I am trying to visualize sequences of events by using Sankey diagrams. I have a set of event (Event1 to Event16) over sequences of different length. The steps of the sequences are noted by T0, T0 - 1, T0 - 2 ... The width of the flow is corresponding to the frequency rate of the sequences.
I would like that all the nodes corresponding to a given step to be aligned vertically.
By using the GoogleVis package I succeed to obtain the following :
As you can see some events T0-1, T0-2 and T0-3... are on the far right, instead of with the others of their time step. It seems to be due to the fact that it is not possible to have nodes whithout children...
Do you know a way to have hierarchize nodes or/and nodes whithout children, for GoogleVis ? If not, do you know another R package which could allow to have these characteristics for interactive plots ?
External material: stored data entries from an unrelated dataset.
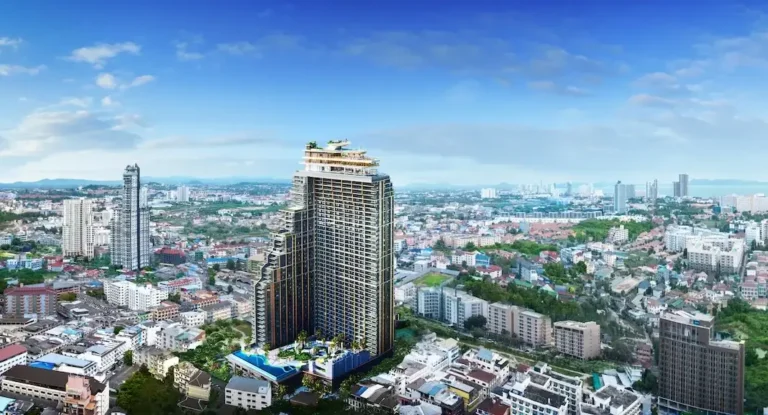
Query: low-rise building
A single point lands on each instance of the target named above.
(218, 311)
(11, 356)
(49, 385)
(248, 393)
(577, 339)
(157, 361)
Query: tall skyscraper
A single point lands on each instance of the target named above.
(330, 267)
(182, 194)
(130, 245)
(683, 180)
(697, 373)
(620, 198)
(77, 232)
(652, 191)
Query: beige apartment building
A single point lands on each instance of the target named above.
(577, 339)
(534, 328)
(502, 318)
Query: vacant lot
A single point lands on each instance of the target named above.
(432, 279)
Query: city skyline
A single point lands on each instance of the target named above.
(456, 95)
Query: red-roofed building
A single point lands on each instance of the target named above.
(24, 301)
(11, 356)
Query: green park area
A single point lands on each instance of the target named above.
(432, 279)
(222, 338)
(745, 323)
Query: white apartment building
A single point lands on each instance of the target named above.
(428, 302)
(618, 235)
(716, 254)
(248, 393)
(488, 193)
(460, 257)
(534, 328)
(676, 238)
(182, 194)
(135, 297)
(502, 318)
(193, 318)
(529, 398)
(11, 356)
(177, 338)
(77, 237)
(157, 361)
(613, 400)
(458, 306)
(53, 386)
(577, 339)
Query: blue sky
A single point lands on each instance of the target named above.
(474, 92)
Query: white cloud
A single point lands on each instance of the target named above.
(109, 102)
(99, 54)
(84, 102)
(10, 42)
(183, 54)
(141, 80)
(8, 70)
(106, 81)
(44, 132)
(238, 48)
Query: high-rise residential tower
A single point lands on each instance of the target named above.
(620, 198)
(683, 180)
(77, 232)
(130, 245)
(697, 373)
(330, 267)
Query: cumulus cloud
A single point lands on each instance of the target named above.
(44, 132)
(183, 54)
(83, 102)
(141, 80)
(8, 70)
(554, 88)
(109, 102)
(9, 42)
(106, 81)
(99, 54)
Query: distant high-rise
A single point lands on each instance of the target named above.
(683, 180)
(652, 191)
(130, 245)
(182, 194)
(697, 373)
(330, 267)
(620, 198)
(77, 232)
My R code is bellow. The main variable containing the sequences is a list of list, see picture.
My code :
# Package
library(googleVis)
library(dplyr)
library(reshape2)
library(tidyverse)
# Load
load("SeqCh")
# Loop -------------------------------------------------------------
# Inits
From = c()
To = c()
Freq = c()
Target = SeqCh
# Get maximum length of sequence
maxls = 0
for (kk in 1:length(Target)){
temp = length(Target[[kk]])
if (temp > maxls){
maxls = temp
}
}
# Loop on length of sequences
for (zz in 2:maxls){
# Prefix to add to manage same event repeated
if (zz == 2){
SufixFrom = "(T0)"
SufixTo = "(T0 - 1)"
} else {
SufixFrom = paste("(T0 - ", as.character(zz-2), ")", sep = "")
SufixTo = paste("(T0 - ", as.character(zz-1), ")", sep = "")
}
# Message
cat("\n")
print(paste(" Processing events from ", SufixFrom, " to ", SufixTo))
# Loop on Target
ind = lapply(Target, function(x) length(x) == zz)
TargetSub = Target[unlist(ind)]
FreqSub = Support[unlist(ind)]
for (jj in 1:length(TargetSub)){
temp = TargetSub[[jj]]
TempFrom = paste(temp[zz-1], SufixFrom, sep = " ")
TempTo = paste(temp[zz], SufixTo, sep = " ")
From = c(From, TempFrom)
To = c(To, TempTo)
Freq = c(Freq, FreqSub[jj])
}
} # end for loop on length of sequences
# All in same variable
Flows = data.frame("From" = From, "To" = To, "Occurence_Frequency" = Freq, stringsAsFactors = FALSE)
# Plot --------------------------------------------------------------------
plot(gvisSankey(Flows, from='From', to='To', weight="Occurence_Frequency",
options=list(height=900, width=1800, sankey="{link:{color:{fill:'lightblue'}}}")))
Thanks, Romain.